Larval Acceleration: A conversation in Chunks by Rotem Tamir and Omri Zin
Locust Projects
March 1–April 15, 2017


Links: Exhibition Website

In their work, both Rotem Tamir and Omri Zin create systems that suggest a performative presence, usually embodied by various stand-ins such as motorized mechanisms or modular structures. However, neither artist has ever been present as a live performer within these systems. For Larval Acceleration, Tamir and Zin created two autonomous systems that accommodate two separate performances, built according to the physical capacities and imagination of each individual artist. Their installation was anchored by two stations, akin to two factories, one producing shaped balloons, and the other rendering animal fat into a grease-like substance.

The two separate units of this installation constitute a single work that explores what it means to be in dialogue, not as a means to an end, but as a continuous process. Both stations necessitate a similar rhythm of production that continuously persists within its designed framework. Both environments foster the idea of work in progress in that they are designed to produce a product, which is simply a continuous state of production. Although they are each operating individually, the performers are in a relationship with each other that goes beyond their co-existence in a shared space or their proximity to one another. They persist in talking to, at, or into each other in an ongoing physical conversation.

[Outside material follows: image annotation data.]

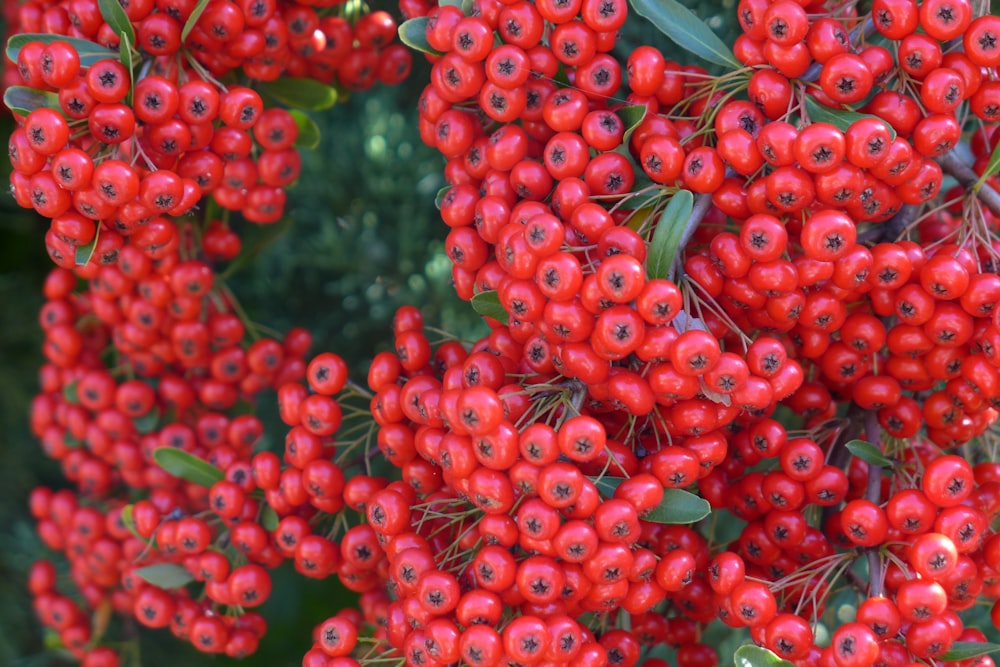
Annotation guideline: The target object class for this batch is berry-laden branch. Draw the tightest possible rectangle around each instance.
[5,0,1000,667]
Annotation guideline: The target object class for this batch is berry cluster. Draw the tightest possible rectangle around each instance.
[9,1,410,245]
[11,0,1000,667]
[5,0,410,667]
[402,0,1000,667]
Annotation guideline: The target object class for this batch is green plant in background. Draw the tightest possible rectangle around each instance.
[0,0,1000,667]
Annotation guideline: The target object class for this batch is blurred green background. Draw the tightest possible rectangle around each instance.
[0,0,752,667]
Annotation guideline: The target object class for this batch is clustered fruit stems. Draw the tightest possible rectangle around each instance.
[935,149,1000,215]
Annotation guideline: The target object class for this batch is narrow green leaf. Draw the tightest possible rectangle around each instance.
[260,504,278,531]
[590,475,625,498]
[181,0,208,42]
[434,185,452,211]
[589,476,712,523]
[646,190,694,280]
[630,0,743,69]
[122,505,156,546]
[806,95,896,139]
[97,0,135,44]
[844,440,892,468]
[615,104,646,146]
[259,78,337,111]
[153,447,225,487]
[135,563,194,588]
[733,644,795,667]
[7,33,115,67]
[972,143,1000,191]
[76,225,101,266]
[471,290,510,324]
[118,32,135,105]
[938,642,1000,662]
[642,489,712,523]
[399,16,441,56]
[289,109,320,150]
[3,86,62,116]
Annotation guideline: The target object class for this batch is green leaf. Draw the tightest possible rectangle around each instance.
[153,447,225,487]
[471,290,510,324]
[76,225,101,266]
[615,104,646,146]
[434,185,452,211]
[590,475,625,498]
[260,505,278,531]
[806,95,896,139]
[630,0,743,69]
[844,440,892,468]
[122,505,156,546]
[135,563,194,588]
[646,190,694,280]
[938,642,1000,662]
[733,645,795,667]
[399,16,441,56]
[97,0,135,44]
[118,32,135,105]
[642,489,712,523]
[972,143,1000,192]
[3,86,62,116]
[7,33,117,67]
[289,109,320,150]
[181,0,208,42]
[589,476,712,523]
[63,380,80,405]
[259,78,337,111]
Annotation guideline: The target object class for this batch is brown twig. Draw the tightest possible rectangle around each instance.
[934,150,1000,216]
[864,410,882,597]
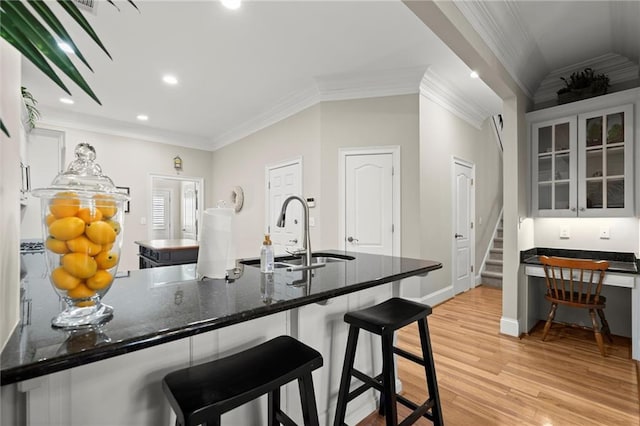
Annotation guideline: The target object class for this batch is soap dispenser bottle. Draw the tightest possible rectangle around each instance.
[260,234,273,273]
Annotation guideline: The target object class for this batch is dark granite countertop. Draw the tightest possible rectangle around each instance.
[520,247,640,274]
[0,250,442,385]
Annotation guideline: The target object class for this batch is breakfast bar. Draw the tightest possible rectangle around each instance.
[1,250,442,425]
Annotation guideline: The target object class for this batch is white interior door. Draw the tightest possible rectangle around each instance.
[344,153,394,256]
[266,160,303,254]
[151,189,171,240]
[453,160,475,294]
[180,182,198,240]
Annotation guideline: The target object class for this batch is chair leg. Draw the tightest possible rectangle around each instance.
[418,318,444,426]
[267,388,280,426]
[589,309,607,356]
[382,333,398,426]
[333,326,360,426]
[542,303,558,341]
[597,309,613,343]
[298,372,319,426]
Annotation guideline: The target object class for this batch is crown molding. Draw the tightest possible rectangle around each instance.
[455,0,547,97]
[211,66,426,151]
[420,69,491,129]
[41,66,426,151]
[533,53,640,105]
[38,106,211,151]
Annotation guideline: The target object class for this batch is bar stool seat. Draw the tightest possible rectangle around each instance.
[334,298,444,426]
[162,336,323,426]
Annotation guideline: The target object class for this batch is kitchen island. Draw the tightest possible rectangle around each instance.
[1,251,442,425]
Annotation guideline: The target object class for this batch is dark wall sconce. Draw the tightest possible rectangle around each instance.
[173,155,182,172]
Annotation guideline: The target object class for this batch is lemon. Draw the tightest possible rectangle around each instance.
[85,220,116,244]
[62,253,98,279]
[49,216,84,241]
[67,283,96,299]
[44,213,57,226]
[94,251,118,269]
[87,269,113,290]
[93,194,118,219]
[67,235,102,256]
[44,235,69,254]
[76,207,102,223]
[49,192,80,219]
[105,219,122,235]
[51,266,80,290]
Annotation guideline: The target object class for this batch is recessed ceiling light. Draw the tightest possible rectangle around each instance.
[162,74,178,86]
[220,0,241,10]
[58,41,75,53]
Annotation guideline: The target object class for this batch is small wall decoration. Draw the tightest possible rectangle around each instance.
[116,186,130,213]
[173,155,182,172]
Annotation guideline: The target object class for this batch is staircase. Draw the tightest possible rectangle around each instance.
[480,218,502,288]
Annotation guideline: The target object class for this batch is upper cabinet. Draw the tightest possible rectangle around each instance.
[527,91,637,217]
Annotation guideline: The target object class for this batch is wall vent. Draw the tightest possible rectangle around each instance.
[73,0,98,15]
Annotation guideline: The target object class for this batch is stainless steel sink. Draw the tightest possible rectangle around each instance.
[240,253,355,271]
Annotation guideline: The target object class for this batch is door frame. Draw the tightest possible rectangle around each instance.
[264,156,305,233]
[450,155,479,293]
[338,145,402,256]
[147,173,205,240]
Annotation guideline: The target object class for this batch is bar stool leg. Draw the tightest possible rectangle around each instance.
[298,373,319,426]
[267,388,280,426]
[381,333,398,426]
[418,318,444,426]
[333,326,360,426]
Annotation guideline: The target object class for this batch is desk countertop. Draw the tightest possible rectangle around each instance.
[0,250,442,385]
[134,239,198,250]
[520,247,639,274]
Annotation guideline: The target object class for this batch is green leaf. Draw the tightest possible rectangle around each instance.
[27,0,93,71]
[0,118,11,138]
[3,1,102,105]
[58,0,113,60]
[0,10,71,95]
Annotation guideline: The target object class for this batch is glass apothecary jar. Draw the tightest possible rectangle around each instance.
[32,143,129,328]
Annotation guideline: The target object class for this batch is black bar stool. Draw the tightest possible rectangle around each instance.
[333,298,444,426]
[162,336,322,426]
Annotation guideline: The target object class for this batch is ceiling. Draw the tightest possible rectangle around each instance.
[23,0,640,150]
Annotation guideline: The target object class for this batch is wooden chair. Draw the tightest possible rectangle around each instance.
[539,256,613,356]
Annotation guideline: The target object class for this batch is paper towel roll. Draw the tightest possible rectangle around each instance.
[196,208,236,278]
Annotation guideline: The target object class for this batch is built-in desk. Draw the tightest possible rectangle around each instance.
[135,239,199,269]
[520,247,640,360]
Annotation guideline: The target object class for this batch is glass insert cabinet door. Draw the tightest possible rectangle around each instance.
[578,105,633,216]
[531,117,577,216]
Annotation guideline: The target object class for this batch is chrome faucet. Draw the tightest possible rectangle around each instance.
[276,195,311,266]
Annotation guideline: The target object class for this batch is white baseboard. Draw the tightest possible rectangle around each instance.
[500,317,520,337]
[404,285,454,306]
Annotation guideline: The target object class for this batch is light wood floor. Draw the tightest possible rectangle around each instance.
[360,286,640,426]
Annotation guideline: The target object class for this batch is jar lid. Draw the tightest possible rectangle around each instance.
[32,143,129,201]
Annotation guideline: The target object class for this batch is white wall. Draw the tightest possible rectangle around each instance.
[209,95,420,257]
[0,40,22,348]
[419,96,502,294]
[206,105,324,258]
[0,40,22,425]
[22,125,211,271]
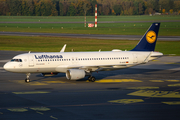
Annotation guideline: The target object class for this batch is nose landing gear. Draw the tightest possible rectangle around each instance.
[88,76,96,82]
[25,73,31,83]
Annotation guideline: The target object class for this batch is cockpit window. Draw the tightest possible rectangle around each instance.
[11,59,22,62]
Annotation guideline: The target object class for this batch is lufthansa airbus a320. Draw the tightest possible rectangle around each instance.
[4,23,163,82]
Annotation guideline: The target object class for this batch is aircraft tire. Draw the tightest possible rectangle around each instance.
[25,78,30,83]
[88,76,96,82]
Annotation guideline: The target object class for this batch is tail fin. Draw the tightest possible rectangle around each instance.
[131,23,160,51]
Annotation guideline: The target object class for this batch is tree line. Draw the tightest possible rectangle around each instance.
[0,0,180,16]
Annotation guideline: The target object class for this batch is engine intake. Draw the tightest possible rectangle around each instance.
[66,69,86,80]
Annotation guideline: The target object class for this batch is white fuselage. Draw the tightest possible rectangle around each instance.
[4,51,159,73]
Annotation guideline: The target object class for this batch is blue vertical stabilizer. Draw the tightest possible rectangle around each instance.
[131,23,160,51]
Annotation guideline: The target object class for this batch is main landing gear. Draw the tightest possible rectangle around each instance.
[25,73,31,83]
[88,76,96,82]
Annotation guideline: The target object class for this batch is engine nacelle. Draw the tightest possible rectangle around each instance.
[66,69,86,80]
[41,73,58,76]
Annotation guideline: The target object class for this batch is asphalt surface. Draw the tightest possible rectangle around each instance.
[0,31,180,41]
[0,51,180,120]
[0,20,180,24]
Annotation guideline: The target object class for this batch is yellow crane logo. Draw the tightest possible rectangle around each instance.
[146,31,156,43]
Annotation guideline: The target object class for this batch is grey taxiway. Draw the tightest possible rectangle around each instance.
[0,51,180,120]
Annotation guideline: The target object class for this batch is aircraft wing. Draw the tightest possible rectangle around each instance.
[56,64,132,72]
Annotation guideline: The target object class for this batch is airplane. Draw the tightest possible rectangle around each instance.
[3,23,163,83]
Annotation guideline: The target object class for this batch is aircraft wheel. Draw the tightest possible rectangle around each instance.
[88,76,96,82]
[25,79,30,83]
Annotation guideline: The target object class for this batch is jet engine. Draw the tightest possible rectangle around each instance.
[66,69,86,80]
[41,72,58,76]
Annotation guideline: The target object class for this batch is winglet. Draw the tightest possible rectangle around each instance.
[131,23,160,51]
[60,44,66,52]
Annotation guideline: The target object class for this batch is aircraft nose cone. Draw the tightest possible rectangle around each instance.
[3,63,11,71]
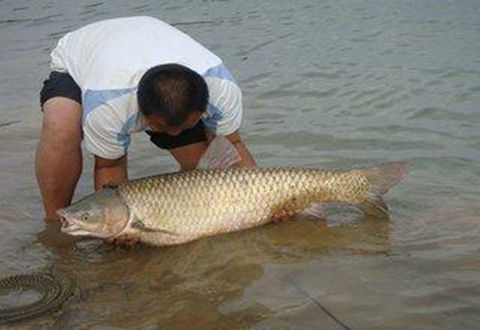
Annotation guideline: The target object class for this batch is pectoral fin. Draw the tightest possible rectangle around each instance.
[131,219,177,235]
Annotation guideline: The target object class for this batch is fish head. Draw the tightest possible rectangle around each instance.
[57,187,130,238]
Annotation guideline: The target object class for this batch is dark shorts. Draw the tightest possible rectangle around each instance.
[40,71,206,149]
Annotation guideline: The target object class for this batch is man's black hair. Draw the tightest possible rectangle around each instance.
[137,64,208,126]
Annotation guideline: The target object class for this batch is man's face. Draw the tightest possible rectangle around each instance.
[145,111,203,136]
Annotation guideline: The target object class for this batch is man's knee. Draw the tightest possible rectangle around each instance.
[41,97,83,145]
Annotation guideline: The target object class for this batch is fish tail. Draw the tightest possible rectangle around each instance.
[357,162,408,218]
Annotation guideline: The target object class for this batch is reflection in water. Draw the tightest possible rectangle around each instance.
[0,0,480,329]
[33,216,390,328]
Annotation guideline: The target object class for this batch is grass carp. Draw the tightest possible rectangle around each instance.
[58,136,407,245]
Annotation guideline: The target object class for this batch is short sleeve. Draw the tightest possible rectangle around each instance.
[203,77,243,135]
[83,104,130,159]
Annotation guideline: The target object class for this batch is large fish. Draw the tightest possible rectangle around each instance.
[58,138,407,245]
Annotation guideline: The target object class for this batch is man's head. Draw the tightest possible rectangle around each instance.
[137,64,208,135]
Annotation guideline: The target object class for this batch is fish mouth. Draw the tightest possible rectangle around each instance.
[57,210,80,233]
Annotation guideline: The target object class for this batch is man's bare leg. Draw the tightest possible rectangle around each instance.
[35,97,82,219]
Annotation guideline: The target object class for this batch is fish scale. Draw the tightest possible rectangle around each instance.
[118,168,369,245]
[58,161,407,245]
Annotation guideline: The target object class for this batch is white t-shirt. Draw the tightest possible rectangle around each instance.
[51,16,242,159]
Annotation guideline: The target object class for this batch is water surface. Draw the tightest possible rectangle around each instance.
[0,0,480,329]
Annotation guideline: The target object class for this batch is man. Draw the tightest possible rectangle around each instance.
[36,17,255,219]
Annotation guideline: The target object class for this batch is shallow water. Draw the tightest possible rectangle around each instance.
[0,0,480,329]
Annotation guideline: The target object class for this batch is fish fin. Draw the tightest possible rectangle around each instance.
[130,219,177,235]
[300,203,326,219]
[197,135,241,169]
[357,162,408,218]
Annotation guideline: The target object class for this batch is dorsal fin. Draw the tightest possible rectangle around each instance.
[197,135,241,169]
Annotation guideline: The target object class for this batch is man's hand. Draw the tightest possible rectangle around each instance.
[169,131,257,171]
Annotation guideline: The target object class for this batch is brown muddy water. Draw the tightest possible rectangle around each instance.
[0,0,480,329]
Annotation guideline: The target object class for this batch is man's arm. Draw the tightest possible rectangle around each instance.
[169,131,257,171]
[94,154,128,190]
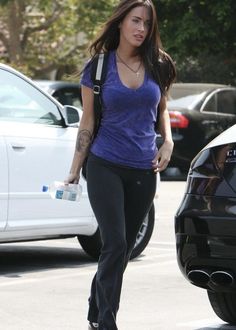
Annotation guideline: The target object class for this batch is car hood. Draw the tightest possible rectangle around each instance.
[203,124,236,150]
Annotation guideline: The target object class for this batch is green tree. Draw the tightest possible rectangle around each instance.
[0,0,115,77]
[154,0,236,85]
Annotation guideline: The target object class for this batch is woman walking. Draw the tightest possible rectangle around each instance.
[66,0,175,330]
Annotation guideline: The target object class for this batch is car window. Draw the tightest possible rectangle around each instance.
[0,69,62,125]
[202,93,217,112]
[53,87,81,108]
[167,93,205,109]
[217,90,236,115]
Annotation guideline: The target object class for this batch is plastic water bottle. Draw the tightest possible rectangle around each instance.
[42,181,82,202]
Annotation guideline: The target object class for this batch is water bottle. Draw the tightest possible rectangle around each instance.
[42,181,82,202]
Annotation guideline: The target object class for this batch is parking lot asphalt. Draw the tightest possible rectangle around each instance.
[0,181,235,330]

Rotem Tamir and Omri Zin are Israeli artists who have been exhibiting extensively for the past decade. In 2012, they both moved to the United States to complete their MFA’s at Virginia Commonwealth University’s renowned sculpture program. The artists are a couple who, over the past ten years, have lived together, studied together and shared studio spaces, but until now they have never worked together. The exhibition at Locust Projects gave them the opportunity to collaborate on an exhibition for the first time, and to explore their common interest in functional design mechanisms by creating a playful durational performance environment.